In animals with binocular depth vision, or stereopsis, the visual fields of the two eyes overlap, shrinking the overall field of view. Eye movements increase the field of view, but they also complicate the first stage of stereopsis: the search for corresponding images on the two retinas. If the eyes were stationary in the head, corresponding images would always lie on retina-fixed bands called epipolar lines. Because the eyes rotate, the epipolar lines move on the retinas. Therefore, the stereoptic system has a choice: it may monitor eye position to keep track of the epipolar lines, or it may give up on tracking epipolar lines and instead search for matches over retina-fixed regions, but in that case the search regions must be 2-D patches, large enough to encompass all possible locations of the epipolar lines in all usual eye positions. We use a new type of random-dot stereogram to show that human stereopsis uses large, retina-fixed search zones. We show that the brain somewhat reduces the size of these search zones by rotating the eyes about their lines of sight in a way that reduces the motion of the epipolar lines. These findings show the link between sensory and motor processes: by considering eye motion we can understand why the brain searches for matching images over 2-D retinal regions rather than along epipolar lines; and by considering retinal correspondence we appreciate why the eyes rotate as they do about their lines of sight.

Optimal transsaccadic integration explains distorted spatial perception.

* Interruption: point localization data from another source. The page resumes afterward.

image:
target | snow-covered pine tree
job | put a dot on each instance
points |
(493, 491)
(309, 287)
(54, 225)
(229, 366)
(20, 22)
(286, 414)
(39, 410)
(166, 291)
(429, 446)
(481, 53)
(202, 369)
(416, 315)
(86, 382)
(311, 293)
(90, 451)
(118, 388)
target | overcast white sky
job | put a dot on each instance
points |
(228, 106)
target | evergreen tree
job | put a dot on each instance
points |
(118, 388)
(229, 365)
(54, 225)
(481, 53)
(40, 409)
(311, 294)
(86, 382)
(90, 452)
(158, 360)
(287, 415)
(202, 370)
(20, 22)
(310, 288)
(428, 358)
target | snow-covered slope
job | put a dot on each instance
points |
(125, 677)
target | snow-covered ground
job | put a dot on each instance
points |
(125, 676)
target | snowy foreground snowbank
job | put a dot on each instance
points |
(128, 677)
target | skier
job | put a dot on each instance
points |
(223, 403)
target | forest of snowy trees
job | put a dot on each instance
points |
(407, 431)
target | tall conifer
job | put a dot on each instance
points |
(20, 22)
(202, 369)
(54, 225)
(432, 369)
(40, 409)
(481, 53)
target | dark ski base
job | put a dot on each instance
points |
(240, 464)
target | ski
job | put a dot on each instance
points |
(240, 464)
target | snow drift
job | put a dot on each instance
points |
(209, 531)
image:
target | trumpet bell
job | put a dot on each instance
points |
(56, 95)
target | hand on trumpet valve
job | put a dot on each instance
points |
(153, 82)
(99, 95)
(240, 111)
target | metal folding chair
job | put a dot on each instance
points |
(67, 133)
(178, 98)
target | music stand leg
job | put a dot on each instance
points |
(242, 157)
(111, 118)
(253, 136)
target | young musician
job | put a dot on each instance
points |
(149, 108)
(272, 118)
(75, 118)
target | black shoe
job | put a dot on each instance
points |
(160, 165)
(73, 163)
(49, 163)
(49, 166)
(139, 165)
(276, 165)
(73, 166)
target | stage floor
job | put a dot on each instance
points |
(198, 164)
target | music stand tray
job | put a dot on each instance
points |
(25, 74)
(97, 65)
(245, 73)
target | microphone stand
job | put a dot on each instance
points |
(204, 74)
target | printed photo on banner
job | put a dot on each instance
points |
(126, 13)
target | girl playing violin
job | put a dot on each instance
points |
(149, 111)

We scan our surroundings with quick eye movements called saccades, and from the resulting sequence of images we build a unified percept by a process known as transsaccadic integration. This integration is often said to be flawed, because around the time of saccades, our perception is distorted and we show saccadic suppression of displacement (SSD): we fail to notice if objects change location during the eye movement. Here we show that transsaccadic integration works by optimal inference. We simulated a visuomotor system with realistic saccades, retinal acuity, motion detectors and eye-position sense, and programmed it to make optimal use of these imperfect data when interpreting scenes. This optimized model showed human-like SSD and distortions of spatial perception. It made new predictions, including tight correlations between perception and motor action (for example, more SSD in people with less-precise eye control) and a graded contraction of perceived jumps; we verified these predictions experimentally. Our results suggest that the brain constructs its evolving picture of the world by optimally integrating each new piece of sensory or motor information.

Rotational remapping in human spatial memory during eye and head motion.

The brain uses vision and other senses to compute the locations of objects relative to the body, and then must update these locations when the body moves. How geometrically sophisticated is this internal updating? It has been suggested that updating simply shifts the stored locations of all objects uniformly, by a common vector, when the eye or head turns. For horizontal and vertical turns, a uniform shift would often approximate the real changes in location of objects in front of the subject. But for torsional rotations, a shift would be inadequate: accurate updating would call for a more geometrically exact remapping, not shifting but rotating the stored locations through the inverse of the rotation of the eye in space. Here we asked human subjects to make eye saccades to remembered targets after torsional head rotations. Their accuracy showed that spatial updating works in the torsional dimension and operates by rotation rather than shifting.